Konsumsi Rumah Tangga Masih Tumbuh Negatif, Pemerintah Sudah Positif

Ilustrasi/Jurnal.id
Konsumsi rumah tangga yang menjadi penopang 57,3% Produk Domestik Bruto (PDB) Indonesia masih mengalami kontraksi pada triwulan ketiga 2020. Tetapi di sisi lain, upaya pemerintah menggenjot belanja negara membuahkan hasil dengan pertumbuhan positif konsumsi pemerintah pada triwulan ketiga.
“Satu-satunya komponen [PDB dari sisi pengeluaran] yang mengalami pertumbuhan yang positif dan sangat tinggi adalah konsumsi pemerintah yaitu sebesar 9,76%. Kalau triwulan kedua yang lalu, konsumsi pemerintah tumbuh minus 6,9% sekarang posisinya berbalik dan tumbuh tinggi sekali yaitu 9,76%,” ujar Kepala Badan Pusat Statistik (BPS) Suhariyanto saat konferensi pers, Kamis (5/11).
Suhariyanto mengatakan pertumbuhan positif pada konsumsi pemerintah ini terjadi karena ada kenaikan realisasi belanja bantuan sosial serta belanja barang dan jasa APBN yang jauh lebih tinggi dibandingkan posisi baik triwulan kedua 2020 maupun triwulan ketiga 2019.
Pertumbuhan realisasi belanja bantuan sosial dipengaruhi oleh penambahan bansos di dalam rangka program pemulihan ekonomi nasional.
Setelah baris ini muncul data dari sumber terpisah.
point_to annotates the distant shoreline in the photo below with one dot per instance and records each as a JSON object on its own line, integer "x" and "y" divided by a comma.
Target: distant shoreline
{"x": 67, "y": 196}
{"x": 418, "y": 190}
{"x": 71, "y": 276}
Belanja bantuan sosial yang juga mengalami peningkatan anara lain belanja penanggulangan bencana dan pemberdayaan sosial.
“Pencairan insentif bagi tenaga kesehatan juga berkontribsui untuk kenaikan belanja pegawai,” ujarnya.
Konsumsi pemerintah sendiri memberikan kontribusi sebesar 9,69% pada keseluruhan nilai PBD Indonesia atas dasar harga berlaku pada triwulan ketiga yang sebesar Rp3.894,7 triliun.
Meski komponen konsumsi pemerintah tumbuh positif, Suhariyanto mengatakan komponen lainnya termasuk konsumsi rumah tangga dan investasi yang merupkan dua koponen terbesar pembentuk PDB mengalami kontraksi. Kontribusi komponen belanja rumah tangga pada PDB sebesar 57,3%. Sedangkan investasi berkontribusi sebesar 31,12%.
“Konsumsi rumah tangga masih kontraksi tetapi tidak sedalam triwulan kedua,” ujar Suhariyanto.
Pada triwulan kedua lalu, konsumsi rumah tangga mengalami kontraksi sebesar 5,52%. Sedangkan pada triwulan ketiga 2020 hanya terkontraksi sebesar 4,04%.
Sejumlah indikator yang mencerminkan perlambatan konsusmi rumah tangga ini diantaranya penjualan eceran yang masih terkontraksi 9,64%. Kemudian, impor barang konsusmi juga masih terkotraksi sebesar 19,12%.
“Penjualan wholesale (grosir) baik untuk mobil penumpang maupun sepeda motor juga masih terkontraksi. Jumlah penumpang angkutan rel, laut dan udara juga masih terkontraksi, tingkat penghunian kamar hotel juga masih terkontraksi. Demikian juga untuk nilai transaksi uang elektronik, kartu debit, kartu kredit masih kontraksi,” ujar Suhariyanto.
Komponen pada konsumsi rumah tangga yang masih tumbuh positif, tambahnya adalah perumahan dan perlengkapan rumah tangga yang tumbuh positif sebesar 1,82% dan belanja kesehatan dan pendidikan yang tumbuh positif sebesar 2,06%.
Selaian konsumsi rumah tangga, pada triwulan ketiga komponen PMTB atau investasi juga masih mengalami kontraksi sebesar 6,48%, meski tak sedalam triwulan kedua lalu yang terkontraksi sebesar 8,61%.
Kemudian, ekspor barang dan jasa juga terkontraksi sebesar 11,68% dari sebelumnya pada triwulan kedua lalu terkontraksi sebesar 11,68%. Sedangkan impor barang dan jasa terkontraksi sebesar 21,86% dari sebelumnya pada triwulan kedua terkontraksi sebesar 16,98%.
Seperti diberitakan sebelumnya pada triwulan ketiga 2020, PDB Indonesia kembali mengalami kontraksi sebesar 3,49% YoY dan tumbuh positif 5,05% QtQ.